Mike Irwin and Art are right. No reason to fool around with this stuff except to say we did. But that's half the fun.
On the 408 Cheyenne. Yep. Seen it. But it's not what I'm after.
(Not that I wouldn't buy one, with unlimited funds).
Whoever mentioned the custom reamer point is also correct. Like I've said (in other threads or forums), with enough money, you can solve darn near any problem. Even a non-existant one.
I'm just thinking about something unique, but if it doesn't render a gain to the shooter, somewhere along the line, then yeah, it would be a waste of money.
Someone said that the 50 BMG is a better case to neck up, than down. Maybe true, I don't know. But as noted, you run into the DD/BATF problem (or whatever they changed the agency acronym to).
I still think there is a mid-.40 (.425-.475) caliber wildcat of the .50 BMG that would be a butt-kicker. Maybey it's larger, in the .475-.485 range. I'm looking for a weight for velocity trade that doesn't lose a boatload of downrange energy, yet is accurate at really long range. (Beyond today's extremes). Also, that doesn't burn barrels like an oxy-acetylene torch.

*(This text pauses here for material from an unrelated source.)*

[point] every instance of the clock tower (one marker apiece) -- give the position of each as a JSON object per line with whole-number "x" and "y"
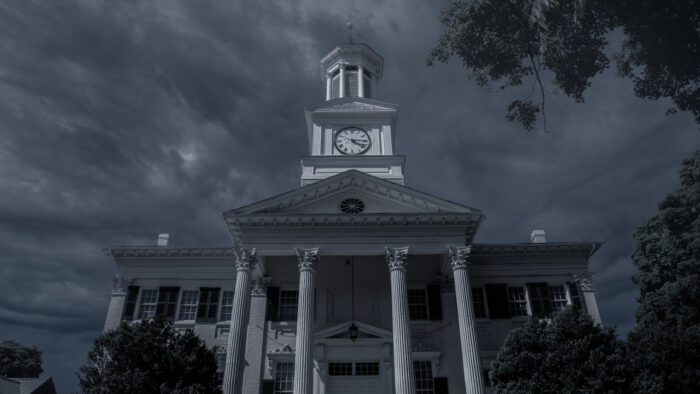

As a long range (pun intended) goal, I think I'm gonna clean-sheet this, from an engineering perspective. Ought to be time consuming. If nothing else, you usually learn something beneficial by finding out what won't work. Sometimes, the search takes you into a whole new, completely interesting area, that you had no intention of getting into when you started.
Heck, if someone asked me for a short definition of human existence, I don't think it would be far wrong to say it is all summed up as the search for something uncommon and 'new' (new being relative), just to say you did.